No longer just a foursome, we sat upstairs in our apartment, with medics buzzing around us, fire officers asking us questions about the sequence of events, and uniformed policemen hanging around in the background.
Downstairs, in the car park, the sleek silver sports coupé in which Susie and Dylan had arrived was now a blackened skeleton, as was the vehicle next to it, a Mazda owned by a ground floor neighbour. Prim and I were lucky; our cars, a BMW Z3 and a Freelander, had been far enough away to escape the flames.
It would have been an exaggeration to say that the experience had sobered Susie, but it had quietened her, that’s for sure. She sat on our two-seater with her head on Mike’s shoulder, looking totally confused and whimpering quietly. The ambulance team had wanted to take her to the Royal, but she had panicked when they produced a wheelchair so, for the sake of peace and quiet, they had left her in Mike’s care.

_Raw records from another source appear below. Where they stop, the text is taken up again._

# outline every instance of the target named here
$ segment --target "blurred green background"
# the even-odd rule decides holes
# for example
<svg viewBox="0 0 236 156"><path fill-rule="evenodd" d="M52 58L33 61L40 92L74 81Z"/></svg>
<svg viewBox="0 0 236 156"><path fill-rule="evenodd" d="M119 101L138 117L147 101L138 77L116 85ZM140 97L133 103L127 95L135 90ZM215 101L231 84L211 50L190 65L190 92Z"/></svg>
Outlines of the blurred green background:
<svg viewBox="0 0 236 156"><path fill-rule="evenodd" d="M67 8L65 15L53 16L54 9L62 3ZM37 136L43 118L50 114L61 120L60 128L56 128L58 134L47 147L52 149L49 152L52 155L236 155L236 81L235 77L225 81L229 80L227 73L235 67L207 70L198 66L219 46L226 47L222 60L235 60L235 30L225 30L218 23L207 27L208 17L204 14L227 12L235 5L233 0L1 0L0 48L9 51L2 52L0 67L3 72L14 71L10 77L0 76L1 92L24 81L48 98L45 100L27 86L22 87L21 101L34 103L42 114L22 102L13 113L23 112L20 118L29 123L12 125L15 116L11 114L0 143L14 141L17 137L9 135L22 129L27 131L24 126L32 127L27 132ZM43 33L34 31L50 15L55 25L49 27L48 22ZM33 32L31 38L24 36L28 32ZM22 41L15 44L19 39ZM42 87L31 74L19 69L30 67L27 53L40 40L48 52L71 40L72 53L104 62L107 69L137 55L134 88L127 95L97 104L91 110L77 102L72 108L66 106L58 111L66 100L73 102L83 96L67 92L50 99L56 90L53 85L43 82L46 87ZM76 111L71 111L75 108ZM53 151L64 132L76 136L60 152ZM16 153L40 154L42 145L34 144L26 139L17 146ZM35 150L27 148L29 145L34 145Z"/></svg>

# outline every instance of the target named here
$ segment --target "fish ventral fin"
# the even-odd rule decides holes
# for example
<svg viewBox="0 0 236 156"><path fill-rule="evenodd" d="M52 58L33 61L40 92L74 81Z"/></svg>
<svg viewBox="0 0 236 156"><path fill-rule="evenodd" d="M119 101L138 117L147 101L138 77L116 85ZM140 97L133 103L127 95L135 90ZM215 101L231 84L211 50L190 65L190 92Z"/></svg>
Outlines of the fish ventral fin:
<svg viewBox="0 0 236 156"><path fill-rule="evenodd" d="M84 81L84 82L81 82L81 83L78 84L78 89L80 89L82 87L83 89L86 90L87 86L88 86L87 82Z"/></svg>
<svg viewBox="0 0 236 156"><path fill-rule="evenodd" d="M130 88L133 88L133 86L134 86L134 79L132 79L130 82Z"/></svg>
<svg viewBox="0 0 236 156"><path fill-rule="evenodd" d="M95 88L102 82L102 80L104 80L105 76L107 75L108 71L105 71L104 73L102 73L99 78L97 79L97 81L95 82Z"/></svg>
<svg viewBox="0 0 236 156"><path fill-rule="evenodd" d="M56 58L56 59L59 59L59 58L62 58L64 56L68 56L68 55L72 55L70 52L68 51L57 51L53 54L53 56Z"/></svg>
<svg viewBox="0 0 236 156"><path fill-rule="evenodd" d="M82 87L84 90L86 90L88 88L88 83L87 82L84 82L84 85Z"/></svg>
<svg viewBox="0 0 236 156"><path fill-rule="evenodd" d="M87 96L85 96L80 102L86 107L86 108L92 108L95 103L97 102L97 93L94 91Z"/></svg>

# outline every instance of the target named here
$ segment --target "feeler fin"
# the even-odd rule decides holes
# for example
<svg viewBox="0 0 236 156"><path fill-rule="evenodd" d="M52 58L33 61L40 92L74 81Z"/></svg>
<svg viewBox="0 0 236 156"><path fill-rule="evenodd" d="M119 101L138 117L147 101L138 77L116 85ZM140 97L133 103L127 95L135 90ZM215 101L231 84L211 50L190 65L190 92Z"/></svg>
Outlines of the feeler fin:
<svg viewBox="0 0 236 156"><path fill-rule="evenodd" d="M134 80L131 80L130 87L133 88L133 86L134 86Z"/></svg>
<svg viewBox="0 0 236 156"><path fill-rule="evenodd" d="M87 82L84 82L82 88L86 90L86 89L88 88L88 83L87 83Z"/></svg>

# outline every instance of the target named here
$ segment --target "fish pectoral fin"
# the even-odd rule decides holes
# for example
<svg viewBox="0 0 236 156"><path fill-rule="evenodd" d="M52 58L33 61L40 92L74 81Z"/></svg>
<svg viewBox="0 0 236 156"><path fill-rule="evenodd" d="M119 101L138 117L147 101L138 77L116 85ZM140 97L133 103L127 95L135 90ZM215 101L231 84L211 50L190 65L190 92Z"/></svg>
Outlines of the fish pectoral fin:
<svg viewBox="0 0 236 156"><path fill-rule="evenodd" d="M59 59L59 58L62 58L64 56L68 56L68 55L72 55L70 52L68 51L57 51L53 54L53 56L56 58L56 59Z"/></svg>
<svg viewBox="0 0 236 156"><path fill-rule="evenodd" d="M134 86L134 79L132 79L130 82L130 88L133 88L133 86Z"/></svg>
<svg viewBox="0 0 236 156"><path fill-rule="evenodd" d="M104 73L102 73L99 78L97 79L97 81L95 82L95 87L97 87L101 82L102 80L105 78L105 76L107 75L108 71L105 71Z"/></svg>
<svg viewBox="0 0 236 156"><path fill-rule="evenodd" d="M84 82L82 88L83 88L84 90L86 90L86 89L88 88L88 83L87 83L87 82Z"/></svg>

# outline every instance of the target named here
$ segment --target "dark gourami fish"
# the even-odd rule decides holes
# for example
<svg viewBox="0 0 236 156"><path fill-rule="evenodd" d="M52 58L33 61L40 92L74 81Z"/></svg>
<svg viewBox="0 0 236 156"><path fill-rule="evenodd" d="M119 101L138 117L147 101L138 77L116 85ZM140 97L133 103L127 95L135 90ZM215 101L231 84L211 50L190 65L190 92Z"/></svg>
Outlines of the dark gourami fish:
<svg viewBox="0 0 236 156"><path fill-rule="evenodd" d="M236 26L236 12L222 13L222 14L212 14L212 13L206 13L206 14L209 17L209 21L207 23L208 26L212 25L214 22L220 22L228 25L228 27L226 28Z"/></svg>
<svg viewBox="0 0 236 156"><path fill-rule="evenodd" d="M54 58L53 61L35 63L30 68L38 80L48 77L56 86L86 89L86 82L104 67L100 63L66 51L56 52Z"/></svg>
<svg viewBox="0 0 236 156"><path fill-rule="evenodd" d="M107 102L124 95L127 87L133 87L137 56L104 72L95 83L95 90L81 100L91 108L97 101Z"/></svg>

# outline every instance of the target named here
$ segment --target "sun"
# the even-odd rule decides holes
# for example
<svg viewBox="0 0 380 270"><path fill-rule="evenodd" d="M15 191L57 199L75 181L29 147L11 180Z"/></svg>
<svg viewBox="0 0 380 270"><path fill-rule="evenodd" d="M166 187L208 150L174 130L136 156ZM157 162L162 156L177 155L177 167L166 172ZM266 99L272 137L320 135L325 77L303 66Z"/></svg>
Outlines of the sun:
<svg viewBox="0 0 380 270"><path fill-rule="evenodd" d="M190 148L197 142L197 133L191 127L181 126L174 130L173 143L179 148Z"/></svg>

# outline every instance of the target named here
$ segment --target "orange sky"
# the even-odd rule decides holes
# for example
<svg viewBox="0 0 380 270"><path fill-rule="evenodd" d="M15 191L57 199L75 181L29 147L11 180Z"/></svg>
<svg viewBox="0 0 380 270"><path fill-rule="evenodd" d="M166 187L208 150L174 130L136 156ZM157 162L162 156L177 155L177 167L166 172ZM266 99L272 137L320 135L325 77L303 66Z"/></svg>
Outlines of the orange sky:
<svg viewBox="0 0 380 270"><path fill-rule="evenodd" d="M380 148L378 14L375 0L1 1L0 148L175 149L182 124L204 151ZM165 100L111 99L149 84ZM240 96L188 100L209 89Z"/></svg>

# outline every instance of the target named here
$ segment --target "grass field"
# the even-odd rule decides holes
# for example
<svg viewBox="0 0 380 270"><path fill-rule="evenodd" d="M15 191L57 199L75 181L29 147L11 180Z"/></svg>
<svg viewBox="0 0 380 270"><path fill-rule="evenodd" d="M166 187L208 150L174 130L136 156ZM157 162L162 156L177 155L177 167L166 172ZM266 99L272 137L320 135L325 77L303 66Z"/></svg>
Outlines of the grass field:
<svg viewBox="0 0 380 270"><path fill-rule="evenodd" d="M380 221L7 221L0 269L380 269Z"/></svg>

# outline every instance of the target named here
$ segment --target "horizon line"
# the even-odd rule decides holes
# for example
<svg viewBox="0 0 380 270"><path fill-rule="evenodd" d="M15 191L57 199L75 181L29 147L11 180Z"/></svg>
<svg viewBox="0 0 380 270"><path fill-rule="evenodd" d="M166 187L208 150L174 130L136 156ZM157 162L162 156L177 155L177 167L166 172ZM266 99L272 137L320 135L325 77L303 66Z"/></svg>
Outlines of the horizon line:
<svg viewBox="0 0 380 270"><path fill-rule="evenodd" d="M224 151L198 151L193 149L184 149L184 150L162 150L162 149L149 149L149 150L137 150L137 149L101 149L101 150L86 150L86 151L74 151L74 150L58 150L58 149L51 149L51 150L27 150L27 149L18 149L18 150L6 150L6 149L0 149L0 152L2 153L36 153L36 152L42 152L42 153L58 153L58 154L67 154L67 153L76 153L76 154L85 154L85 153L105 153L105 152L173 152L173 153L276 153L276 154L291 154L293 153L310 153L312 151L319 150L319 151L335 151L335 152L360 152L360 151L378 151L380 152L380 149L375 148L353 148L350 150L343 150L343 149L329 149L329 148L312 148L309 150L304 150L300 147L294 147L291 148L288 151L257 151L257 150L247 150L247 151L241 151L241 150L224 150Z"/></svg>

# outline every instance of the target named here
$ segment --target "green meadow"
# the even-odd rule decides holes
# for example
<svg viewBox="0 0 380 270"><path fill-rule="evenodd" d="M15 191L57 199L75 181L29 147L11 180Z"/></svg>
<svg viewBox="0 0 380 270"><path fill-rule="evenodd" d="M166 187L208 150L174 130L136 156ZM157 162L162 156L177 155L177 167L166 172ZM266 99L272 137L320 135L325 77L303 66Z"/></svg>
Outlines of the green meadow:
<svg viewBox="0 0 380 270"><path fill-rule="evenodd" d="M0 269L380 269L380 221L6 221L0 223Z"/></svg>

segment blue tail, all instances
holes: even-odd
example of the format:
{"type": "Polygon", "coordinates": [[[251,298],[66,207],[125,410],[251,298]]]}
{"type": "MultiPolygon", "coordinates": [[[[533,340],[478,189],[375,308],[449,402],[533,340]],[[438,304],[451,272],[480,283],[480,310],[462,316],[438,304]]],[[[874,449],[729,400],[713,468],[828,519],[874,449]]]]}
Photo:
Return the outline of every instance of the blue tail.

None of us said much, not for a while. We just sat there, sipping black coffee, exchanging looks. It was as if we were waiting for something to happen. When it did, it came in the form of a middle-aged Chief Inspector and a slightly older man, a Divisional Fire Officer, both of them wearing the heavy uniforms and looking as if they owned the place, as they burst into our living room.
‘A word in private, DI Dylan,’ barked the policeman.
‘No.’ My friend Mike is rank conscious, normally, but a fiery enema is liable to make anyone unco-operative. The Chief Inspector, clearly not programmed for that response, stared at him, his mouth hanging slightly open and his heavy moustache twitching.
‘I’m not leaving Susie. You want to talk to me, you do it here.’
Mr Senior Plod glanced at Prim and me, in an attempt to be meaningful.
‘What’s your name, Sir,’ asked Dylan.
‘Chief Inspector Brown,’ he replied, then nodded towards the fireman. ‘This is Mr Callaghan.’
‘Well, Mr Brown, this is Mr Blackstone and Miss Phillips. They’re friends and they’ve had their eyebrows singed too, so they have an interest in this. We’ll talk here.’